L’humus de Il segreto dei suoi occhi sta nella storia del paese, negli anni in cui saliva al potere Isabel Perón e la storia dell’Argentina andava incupendosi sempre di più: il regista è abile nel riuscire a trasmettere un clima sempre più claustrofobico e senza via d’uscita che si va pian piano stringendo attorno ai personaggi. E su questo terreno il film può costruire la sua trama, in cui un uomo solitario non riesce più a vivere il presente, è costretto a guardare al passato per poter costruirsi un futuro migliore.

“Lascia la porta aperta”, avvisa Irene ogni volta che Benjamín vuole parlarle in privato: ed è proprio la porta del passato che dev’essere in questo caso chiusa in modo definitivo. Il segreto dei suoi occhi è quindi un film sull’importanza e la necessità della memoria, e dall’altra un film in cui un passato non risolto può tormentare fino all’angoscia. Il rischio è sempre alto: tornando indietro per richiudere la porta c’è la possibilità di scoprire verità terribili.

Armato di un bagaglio tecnico ineccepibile (Campanella ha lavorato sì per il cinema, ma si è fatto le ossa anche con serial tv americani), il regista riesce a tenere in pugno lo spettatore con una grinta che attanaglia dall’inizio alla fine, con una padronanza del ritmo interno lodevole, permettendosi addirittura di giocare con la macchina da presa nell’incredibile pianosequenza ambientato nello stadio. Il suo sguardo è lucido e sapiente, perché narra la vicenda come solo un romanziere navigato sa fare.

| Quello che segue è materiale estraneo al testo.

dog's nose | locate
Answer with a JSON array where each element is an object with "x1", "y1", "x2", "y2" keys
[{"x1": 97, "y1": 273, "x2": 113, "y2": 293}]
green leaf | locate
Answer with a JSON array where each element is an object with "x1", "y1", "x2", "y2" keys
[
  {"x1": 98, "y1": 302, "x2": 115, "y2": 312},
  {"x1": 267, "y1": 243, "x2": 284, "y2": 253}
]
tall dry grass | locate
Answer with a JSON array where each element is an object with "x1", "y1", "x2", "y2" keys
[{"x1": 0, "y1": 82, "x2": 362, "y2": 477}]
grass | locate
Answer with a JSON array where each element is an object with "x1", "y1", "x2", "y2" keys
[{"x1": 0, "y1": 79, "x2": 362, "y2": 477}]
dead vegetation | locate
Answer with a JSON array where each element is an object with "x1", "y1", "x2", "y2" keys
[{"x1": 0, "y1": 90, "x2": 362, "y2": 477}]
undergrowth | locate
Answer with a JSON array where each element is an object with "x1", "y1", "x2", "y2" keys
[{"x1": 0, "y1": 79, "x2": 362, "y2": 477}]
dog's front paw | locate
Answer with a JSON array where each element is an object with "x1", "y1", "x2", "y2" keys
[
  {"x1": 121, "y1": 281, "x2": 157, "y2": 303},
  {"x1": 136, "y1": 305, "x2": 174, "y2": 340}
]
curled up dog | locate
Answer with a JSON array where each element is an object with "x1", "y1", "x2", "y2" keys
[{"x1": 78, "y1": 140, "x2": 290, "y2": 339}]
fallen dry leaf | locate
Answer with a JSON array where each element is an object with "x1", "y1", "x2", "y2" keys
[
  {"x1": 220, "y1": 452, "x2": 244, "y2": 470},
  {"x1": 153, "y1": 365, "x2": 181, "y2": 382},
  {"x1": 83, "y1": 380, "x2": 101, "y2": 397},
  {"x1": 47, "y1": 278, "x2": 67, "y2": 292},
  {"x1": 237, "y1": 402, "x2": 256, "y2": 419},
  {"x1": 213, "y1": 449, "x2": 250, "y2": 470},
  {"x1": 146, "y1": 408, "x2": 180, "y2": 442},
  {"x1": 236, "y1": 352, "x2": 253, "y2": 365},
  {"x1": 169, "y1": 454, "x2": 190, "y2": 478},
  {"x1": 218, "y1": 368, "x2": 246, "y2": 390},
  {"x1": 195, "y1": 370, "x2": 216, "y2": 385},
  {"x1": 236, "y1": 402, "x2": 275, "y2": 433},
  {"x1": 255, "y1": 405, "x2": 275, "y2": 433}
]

Descrive i suoi personaggi con pochi dettagli, come nel caso del “folle” collega e amico del protagonista, Pablo, alcolista. Riesce a dare un significato anche alla questione stessa dello “sguardo”: non a caso Benjamín crede di aver individuato l’assassino da un suo sguardo stampato su una fotografia. E riesce a capirlo solo perché lo sguardo dell’assassino è uguale a quello che lui ha per Irene: “il segreto dei suoi occhi”, qui sta proprio il significato del bel titolo.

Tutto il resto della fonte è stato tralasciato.